2025, Site Rebuild, What

What Happened on August 16

by eabel

WARNING — TECH TALK AHEAD

In the early morning, I believe that there was an incursion which took the site off line.

This was the 4th incursion into the site; I didn’t tend to it immediately, but I was able to restore things by around 26/August; most of the restoration came from restoring the backup. The backup dated to early winter so I redid the lost pages (you will notice the -2 in the titles of the new versions).

Of the 4 incursions into the site, this was clearly the most pointless; nothing achieved except to make the site unviewable. Specialized files were created that kept users from accessing the site’s content. I ended up removing over 1500 of these files (thanks to the creators of WINSCP software). Initially that did not work so I restored content from the last backup and a few other folders. The site came back but stopped soon after so I discovered that non-Wordpress folders were also affected so I had to remove another bunch of files. I suspect that were I aware of these other folders, I may have been able to bring the site up without restoring folders from backup.
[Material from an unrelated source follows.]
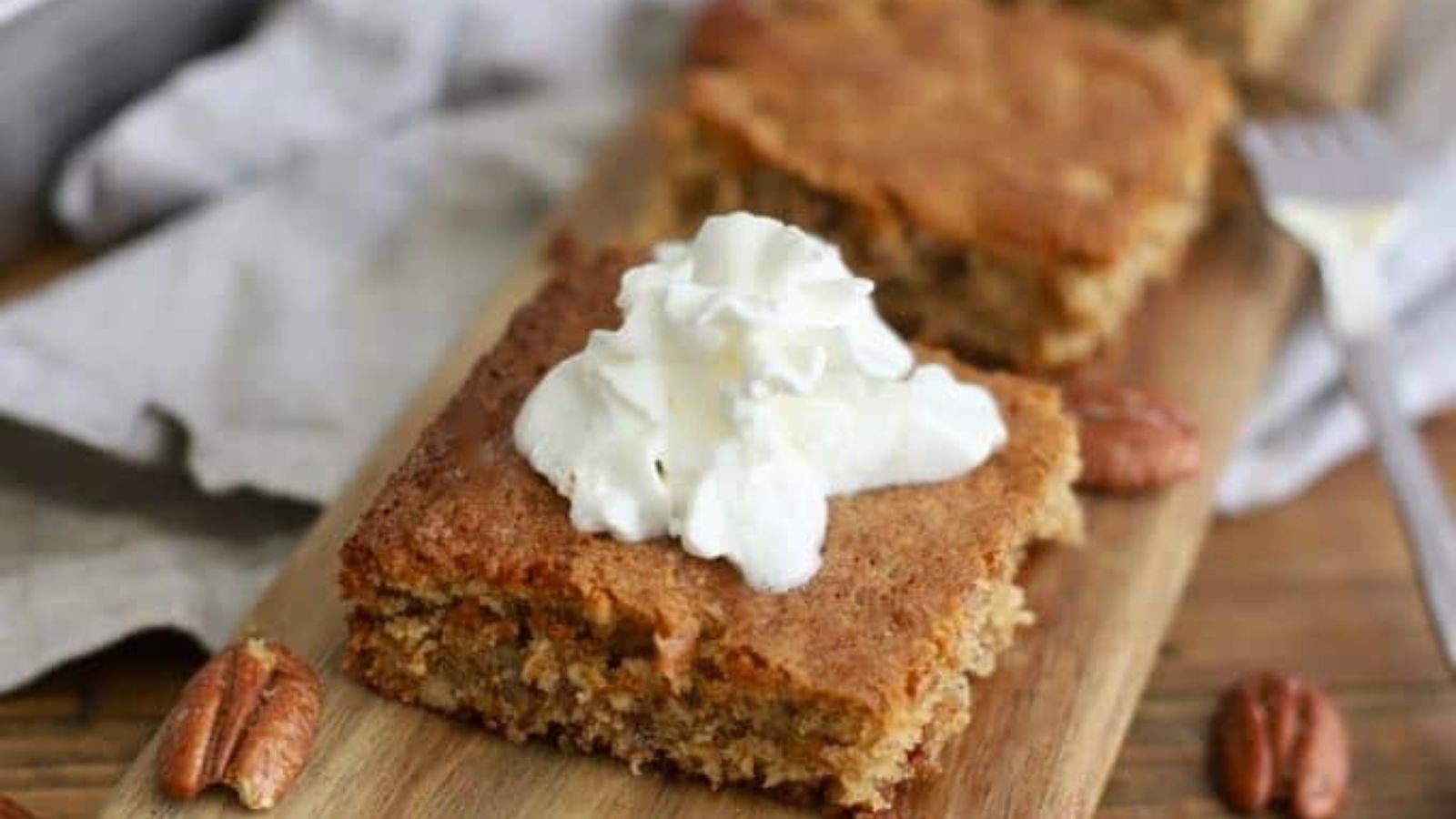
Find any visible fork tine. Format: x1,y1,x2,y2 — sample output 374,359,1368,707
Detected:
1238,112,1410,201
When this sort of thing happens it is important to avoid seeing yourself as a victim. You can almost always find out what sort of security lapses are the cause. Here are the security failings that lead to the 16/August incursion:

  • Backups
    • I typically backup when I install a new level of WordPress.
    • This is not enough, new policy is to backup after every second page is published.
  • WordPress Upgrades
    • This was truly laziness on my part.
    • WordPress updates frequently but features rarely change, the reason is that the updates are based on security problems. I would routinely allow as many as 10 updates to go uninstalled. New policy is to update every time WordPress releases a new version.
  • PHP Upgrades
    • This is actually laughably easy to manage using CPanel but I had to figure that out.
    • WordPress warned me that I was out of date but I waited to resolve it. New policy is to check for updates periodically.
  • .htaccess
    • This is the name of the files that proliferated on the site … they are still appearing from time to time, I will be diligently removing them as they appear before they make the site unviewable.

With this message, I’ll return the Preview Page to normal operation.